Hala sözleşmeli personel istihdamında ısrarın asıl sebebi nedir?
Özellikle Sağlık Bakanlığı ve Milli Eğitim Bakanlığı’nın sözleşmeli personel istihdamındaki ısrarının temelinde belirli bölgelerde personel istihdamındaki zorluklar yatmaktadır. Bu durum aslında kamu kurumlarının nasıl bir çıkmazda olduğunun da göstergesidir.
Nitekim, 2017 yılı Sayıştay Raporu’nda Milli Eğitim Bakanlığı’nın öğretmen dağılımında yaşadığı çıkmaz gözler önüne serilmiştir. Raporda Ankara’nın Çankaya ilçesinin norm kadrosu 6.822 iken öğretmen mevcudu 8.105’tir. İlçe genelinde öğretmen ihtiyacı 325, öğretmen fazlası ise 1.608’dir. Sayıştay Raporu’nda ayrıca şu ifadelere yer verilmiştir; “Bakanlığın ‘Resmi Eğitim Kurumlarında Görev Yapan Öğretmenlerin Mevcut İhtiyaç ve Norm Durumu’na ilişkin verileri incelendiğinde, il ve ilçeler bazında öğretmen ihtiyacı ile öğretmen fazlası sayılarının birçok bölgede yüksek olduğu görülmektedir. Büyükşehir belediyesi bulunan illerdeki ihtiyaç ve fazlaya ilişkin verilere bakıldığında, söz konusu illerde öğretmen ihtiyacı 107.109 iken, aynı zamanda 29.626 adet öğretmen fazlası bulunmaktadır. Türkiye genelinde ise 153.640 adet öğretmene ihtiyaç varken, aynı zamanda 41.654 öğretmen norm fazlası durumundadır.”

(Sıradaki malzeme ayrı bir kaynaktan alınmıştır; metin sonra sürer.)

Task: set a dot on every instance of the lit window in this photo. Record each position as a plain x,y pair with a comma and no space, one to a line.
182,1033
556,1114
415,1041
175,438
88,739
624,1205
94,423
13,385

Hal böyle olunca MEB norm kadro sorununu sözleşmeli personel istihdamıyla çözme yolunu tercih etmiştir. Ancak, norm kadro fazlalığı sorunu hala çözümsüz bir şekilde beklemektedir. Maalesef asıl kafa yorulması gereken sorunlar çözümsüz bir şekilde yerli yerinde dururken basit ama acımasız çözümler üreterek başka sorunlara yol açma yolunu tercih ediyoruz.
Kanunun amir hükmü uygulanamıyor
652 sayılı KHK’nin 37’nci maddesinde yer alan; “Özüre dayalı yer değiştirme istekleri hizmet puanı sıralamasındaki yetersizlik sonucu yerine getirilemeyenlere, 657 sayılı Devlet Memurları Kanunu’nun 72’nci maddesi kapsamına girenlerin hakları saklı kalmak kaydıyla, istekleri halinde istekte bulundukları yere atanmaya hak kazanıncaya kadar, aylıksız izin verilebilir. Bu şekilde aylıksız izin verilen öğretmenler, bağlı bulundukları il milli eğitim müdürlüklerine bu amaçla tahsis edilmiş bulunan boş öğretmen kadrolarına aylıksız izinli olmak şartıyla atanır. Bunların atandıkları bu kadrolar aylıksız izin süresiyle sınırlı olarak saklı tutulur. Ancak, aylıksız izne ayrılan öğretmenler, üçüncü yıl sonuna kadar istedikleri yere atamalarının yapılamaması halinde durumlarına uygun boş öğretmen kadrolarına öncelikle atanırlar” hükmü yıllardan beridir uygulan(a)madı. Acı ama gerçek bu.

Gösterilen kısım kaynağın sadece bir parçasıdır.